The most severely affected areas were in the western and southern parts of Ireland—where the Irish language was dominant—and hence the period was contemporaneously known in Irish as an Drochshaol, which literally translates to “the bad life” and loosely translates to “the hard times”. The worst year of the famine was 1847, which became known as “Black ’47”.
During the Great Hunger, roughly 1 million people died and more than 1 million more fled the country, causing the country’s population to fall by 20–25% (in some towns, populations fell as much as 67%) between 1841 and 1871. Between 1845 and 1855, at least 2.1 million people left Ireland, primarily on packet ships but also on steamboats and barques—one of the greatest exoduses from a single island in history.
Edward Delaney (1930 – 22 September 2009) was an Irish sculptor born in Claremorris in County Mayo in 1930. His best known works include the 1967 statue of Wolfe Tone and famine memorial at the northeastern corner of St Stephen’s Green in Dublin and the statue of Thomas Davis in College Green, opposite Trinity College Dublin.
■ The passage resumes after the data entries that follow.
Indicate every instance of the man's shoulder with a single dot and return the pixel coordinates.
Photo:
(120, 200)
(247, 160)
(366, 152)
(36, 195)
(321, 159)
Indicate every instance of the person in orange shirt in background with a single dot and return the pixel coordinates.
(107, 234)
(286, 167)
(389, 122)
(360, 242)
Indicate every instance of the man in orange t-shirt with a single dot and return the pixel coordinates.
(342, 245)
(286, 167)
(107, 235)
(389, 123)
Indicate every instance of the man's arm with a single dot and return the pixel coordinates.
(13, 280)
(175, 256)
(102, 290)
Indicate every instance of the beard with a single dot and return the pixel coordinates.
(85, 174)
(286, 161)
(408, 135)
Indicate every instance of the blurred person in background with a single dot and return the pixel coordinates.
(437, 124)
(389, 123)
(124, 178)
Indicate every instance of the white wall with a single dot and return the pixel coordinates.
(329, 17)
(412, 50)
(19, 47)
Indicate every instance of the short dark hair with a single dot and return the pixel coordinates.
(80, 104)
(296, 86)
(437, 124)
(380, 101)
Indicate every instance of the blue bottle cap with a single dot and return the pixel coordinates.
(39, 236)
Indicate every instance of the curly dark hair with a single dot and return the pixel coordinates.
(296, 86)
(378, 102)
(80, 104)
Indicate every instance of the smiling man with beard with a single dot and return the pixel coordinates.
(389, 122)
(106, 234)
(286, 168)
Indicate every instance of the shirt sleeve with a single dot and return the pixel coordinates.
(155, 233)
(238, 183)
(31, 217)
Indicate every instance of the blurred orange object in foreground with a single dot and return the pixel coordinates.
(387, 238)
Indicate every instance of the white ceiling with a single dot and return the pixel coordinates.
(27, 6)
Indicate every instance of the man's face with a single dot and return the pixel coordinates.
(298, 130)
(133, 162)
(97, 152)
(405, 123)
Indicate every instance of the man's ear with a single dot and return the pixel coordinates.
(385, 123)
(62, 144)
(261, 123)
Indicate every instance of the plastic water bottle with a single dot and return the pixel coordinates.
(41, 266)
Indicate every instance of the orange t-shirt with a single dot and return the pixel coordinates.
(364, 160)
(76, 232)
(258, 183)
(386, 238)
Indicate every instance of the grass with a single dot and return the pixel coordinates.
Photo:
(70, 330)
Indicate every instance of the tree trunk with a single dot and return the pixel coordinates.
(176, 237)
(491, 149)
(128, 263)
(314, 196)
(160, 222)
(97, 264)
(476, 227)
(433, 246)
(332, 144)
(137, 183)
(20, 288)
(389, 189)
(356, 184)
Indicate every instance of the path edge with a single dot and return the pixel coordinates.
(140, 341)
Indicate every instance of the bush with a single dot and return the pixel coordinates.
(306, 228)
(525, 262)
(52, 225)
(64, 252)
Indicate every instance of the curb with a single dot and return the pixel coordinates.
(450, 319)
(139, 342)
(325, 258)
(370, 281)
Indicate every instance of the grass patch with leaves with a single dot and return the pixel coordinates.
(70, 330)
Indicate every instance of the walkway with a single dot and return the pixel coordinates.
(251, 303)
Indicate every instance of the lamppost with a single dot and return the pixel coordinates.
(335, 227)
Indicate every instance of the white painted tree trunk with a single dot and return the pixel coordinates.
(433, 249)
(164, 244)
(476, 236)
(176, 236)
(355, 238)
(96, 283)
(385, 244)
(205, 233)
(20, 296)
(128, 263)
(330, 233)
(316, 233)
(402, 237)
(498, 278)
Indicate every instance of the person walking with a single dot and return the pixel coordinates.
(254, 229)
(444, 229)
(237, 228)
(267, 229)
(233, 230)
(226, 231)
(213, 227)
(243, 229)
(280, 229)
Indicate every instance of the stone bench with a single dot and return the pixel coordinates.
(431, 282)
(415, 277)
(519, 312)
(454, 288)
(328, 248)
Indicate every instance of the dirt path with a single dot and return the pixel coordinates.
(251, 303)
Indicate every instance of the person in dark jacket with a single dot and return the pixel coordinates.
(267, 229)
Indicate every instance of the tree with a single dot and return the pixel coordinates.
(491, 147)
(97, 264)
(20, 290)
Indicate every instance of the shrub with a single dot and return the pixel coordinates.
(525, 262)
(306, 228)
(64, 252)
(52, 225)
These are both examples of lost-wax bronze castings, his main technique during the 1960s and early 1970s.
Though they do exhibit some of his trademark expressionism, the statues of Wolfe Tone and Thomas Davis are less abstract than was most of his work at the time; the famine memorial is more typical in this regard. However, arts writer Judith Hill points out that these statues make no attempt at an exact likeness of the figures they portray, instead, they communicate the public stature of their subjects and, indeed, the public role of memorial statues through their proportions and scale.In this way, it is argued, they mark the transition from memorial and public art.
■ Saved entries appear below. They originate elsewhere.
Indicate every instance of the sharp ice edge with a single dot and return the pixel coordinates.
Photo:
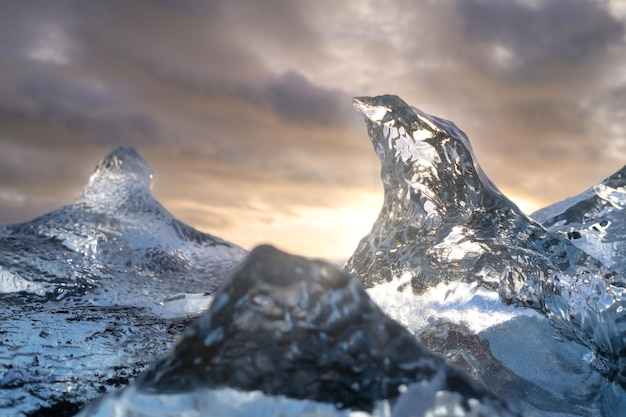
(226, 402)
(443, 222)
(465, 304)
(336, 355)
(593, 220)
(92, 292)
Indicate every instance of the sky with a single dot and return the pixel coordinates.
(243, 107)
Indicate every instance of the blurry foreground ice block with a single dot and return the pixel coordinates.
(522, 309)
(291, 337)
(91, 292)
(594, 221)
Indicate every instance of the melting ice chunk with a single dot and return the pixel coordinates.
(444, 224)
(338, 354)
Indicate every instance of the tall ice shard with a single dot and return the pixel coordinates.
(91, 292)
(447, 238)
(287, 336)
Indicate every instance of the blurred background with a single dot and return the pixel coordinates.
(243, 108)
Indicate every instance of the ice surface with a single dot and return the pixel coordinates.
(91, 292)
(114, 229)
(459, 264)
(594, 221)
(287, 336)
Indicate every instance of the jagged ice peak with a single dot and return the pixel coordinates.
(122, 168)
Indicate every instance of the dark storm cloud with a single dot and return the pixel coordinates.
(295, 99)
(523, 38)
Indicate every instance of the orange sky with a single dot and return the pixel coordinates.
(244, 108)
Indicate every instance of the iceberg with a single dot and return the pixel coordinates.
(287, 336)
(92, 292)
(593, 220)
(450, 257)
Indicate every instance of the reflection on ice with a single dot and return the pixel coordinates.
(450, 257)
(290, 337)
(91, 292)
(594, 220)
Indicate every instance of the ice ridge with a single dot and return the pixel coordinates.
(92, 292)
(115, 227)
(443, 221)
(293, 328)
(594, 221)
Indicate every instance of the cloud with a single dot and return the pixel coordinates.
(244, 107)
(536, 39)
(295, 99)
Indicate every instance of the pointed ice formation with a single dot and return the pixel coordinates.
(115, 228)
(594, 221)
(448, 238)
(289, 337)
(92, 292)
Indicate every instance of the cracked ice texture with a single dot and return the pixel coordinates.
(445, 227)
(92, 292)
(295, 336)
(594, 221)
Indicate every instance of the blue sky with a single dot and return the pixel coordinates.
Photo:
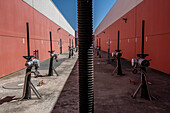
(69, 10)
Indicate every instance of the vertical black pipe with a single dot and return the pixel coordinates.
(50, 73)
(51, 42)
(97, 43)
(28, 42)
(118, 41)
(86, 101)
(143, 32)
(108, 50)
(27, 94)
What all Edward Delaney’s work shares is robustness, in an Irish Times review of his 2004 retrospective, arts writer Aidan Dunne described his bronzes as robust, but having an awkwardness, a tenderness about them.
From 1980 onwards, Edward Delaney concentrated on large scale environmental pieces and stainless steel works in Carraroe, County Galway. The Royal Hibernian Academy held a retrospectives of his work in 1992 and again in 2004.